The net charge of $367,000 for the fourth quarter of 2024 was driven, primarily, by the following:
- The Core Bank recorded a net charge to the Provision of $277,000 during the fourth quarter of 2024 related to net charge-offs on loans and overdrafts.
- The Core Bank recorded a net charge to the Provision of $270,000 during the fourth quarter of 2024 primarily related to the nominal increase in Traditional Bank loan balances for the quarter of $2 million.
- The Core Bank recorded a net credit to the Provision of $112,000 resulting from general formula reserves applied to an $44 million decrease in outstanding Warehouse balances during the quarter.
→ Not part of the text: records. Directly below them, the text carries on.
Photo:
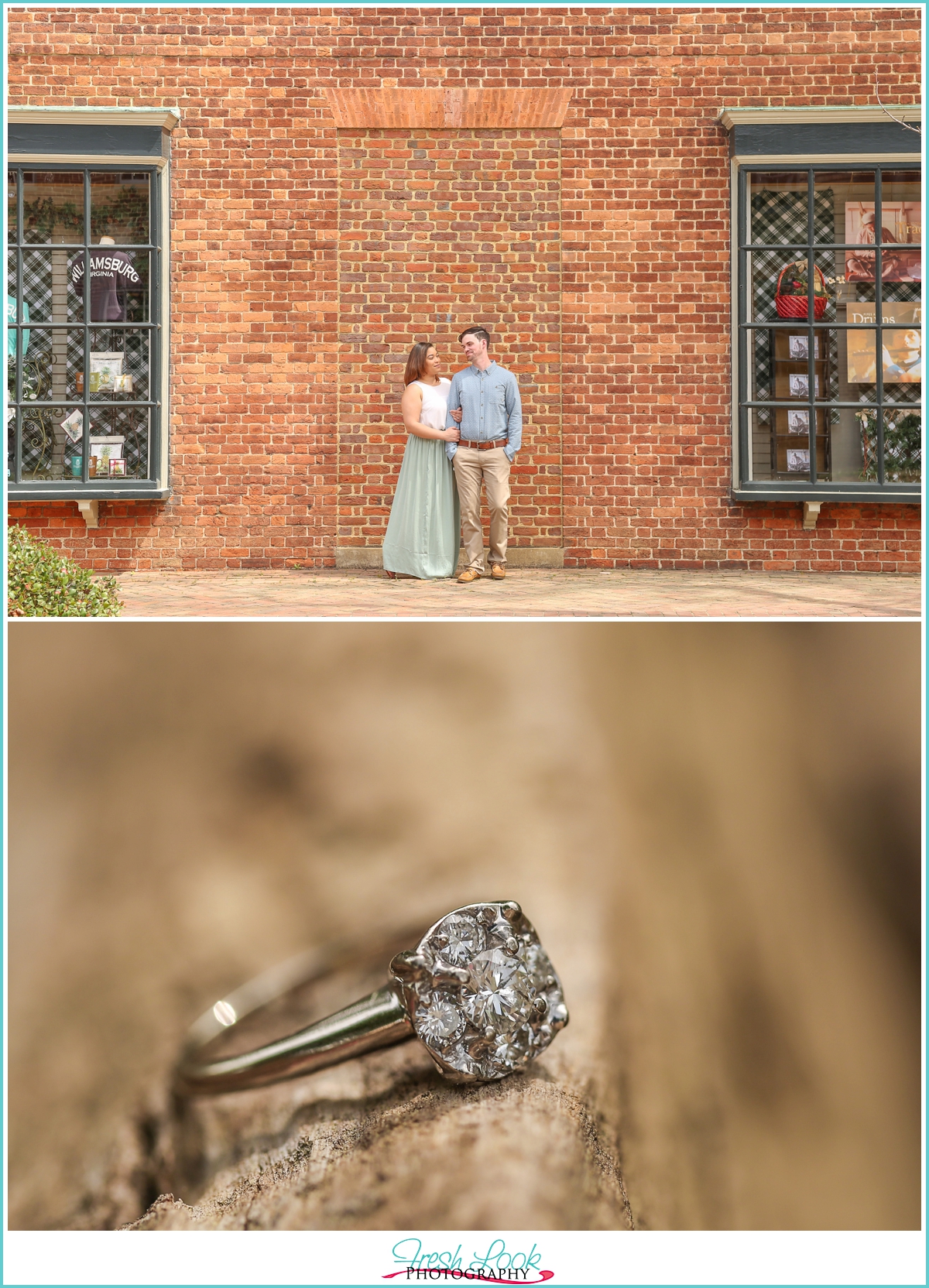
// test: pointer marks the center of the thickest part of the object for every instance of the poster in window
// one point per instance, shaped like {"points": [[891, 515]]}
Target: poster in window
{"points": [[902, 355], [901, 223], [799, 348], [799, 387], [105, 368]]}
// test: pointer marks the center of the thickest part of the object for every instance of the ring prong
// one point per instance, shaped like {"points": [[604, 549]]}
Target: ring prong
{"points": [[560, 1016], [409, 966]]}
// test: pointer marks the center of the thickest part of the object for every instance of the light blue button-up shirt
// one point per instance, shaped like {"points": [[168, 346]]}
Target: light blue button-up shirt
{"points": [[491, 406]]}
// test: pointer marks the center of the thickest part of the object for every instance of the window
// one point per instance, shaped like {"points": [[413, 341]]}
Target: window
{"points": [[829, 267], [87, 362], [830, 327]]}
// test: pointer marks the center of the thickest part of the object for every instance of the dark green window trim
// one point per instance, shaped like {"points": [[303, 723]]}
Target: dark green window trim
{"points": [[777, 490]]}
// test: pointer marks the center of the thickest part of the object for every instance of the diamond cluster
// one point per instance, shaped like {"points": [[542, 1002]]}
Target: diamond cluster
{"points": [[481, 992]]}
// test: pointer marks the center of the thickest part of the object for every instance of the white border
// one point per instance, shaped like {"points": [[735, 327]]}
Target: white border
{"points": [[366, 1256]]}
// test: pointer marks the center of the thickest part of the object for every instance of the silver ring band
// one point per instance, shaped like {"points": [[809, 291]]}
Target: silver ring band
{"points": [[478, 992]]}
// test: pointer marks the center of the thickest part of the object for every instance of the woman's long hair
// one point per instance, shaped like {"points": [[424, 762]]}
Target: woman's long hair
{"points": [[415, 364]]}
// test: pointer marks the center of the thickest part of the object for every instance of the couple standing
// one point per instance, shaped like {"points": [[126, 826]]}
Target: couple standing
{"points": [[461, 433]]}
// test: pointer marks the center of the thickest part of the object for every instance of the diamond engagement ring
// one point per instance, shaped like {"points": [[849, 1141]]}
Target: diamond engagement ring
{"points": [[478, 992]]}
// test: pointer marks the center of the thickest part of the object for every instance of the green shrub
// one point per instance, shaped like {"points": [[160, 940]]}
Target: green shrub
{"points": [[46, 584]]}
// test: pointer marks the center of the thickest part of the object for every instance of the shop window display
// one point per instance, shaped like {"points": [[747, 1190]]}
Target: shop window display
{"points": [[830, 312], [81, 326]]}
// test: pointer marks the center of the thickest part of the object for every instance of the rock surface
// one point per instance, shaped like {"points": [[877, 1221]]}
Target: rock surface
{"points": [[714, 830]]}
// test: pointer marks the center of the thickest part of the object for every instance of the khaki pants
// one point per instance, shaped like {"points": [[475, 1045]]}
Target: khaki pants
{"points": [[494, 468]]}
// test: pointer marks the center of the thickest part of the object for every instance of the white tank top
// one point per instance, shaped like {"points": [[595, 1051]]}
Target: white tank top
{"points": [[434, 402]]}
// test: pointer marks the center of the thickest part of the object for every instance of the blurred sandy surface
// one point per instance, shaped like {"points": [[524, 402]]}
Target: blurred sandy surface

The net charge during the fourth quarter of 2023 was primarily driven by the following:
- The Core Bank recorded a net charge to the Provision of $2.1 million during the fourth quarter of 2023 related to general formula reserves applied to $123 million of Traditional Bank loan growth for the fourth quarter of 2023.
- The Core Bank recorded a net credit to the Provision of $296,000 resulting from general formula reserves applied to an $118 million decline in outstanding Warehouse balances for the fourth quarter of 2023.
As a percentage of total loans, the Core Bank’s Allowance(2) decreased 2 basis points from December 31, 2023 to December 31, 2024, driven by a change in loan mix toward loans with lower overall reserve requirements. The table below provides a view of the Company’s percentage of Allowance-to-total-loans by reportable segment.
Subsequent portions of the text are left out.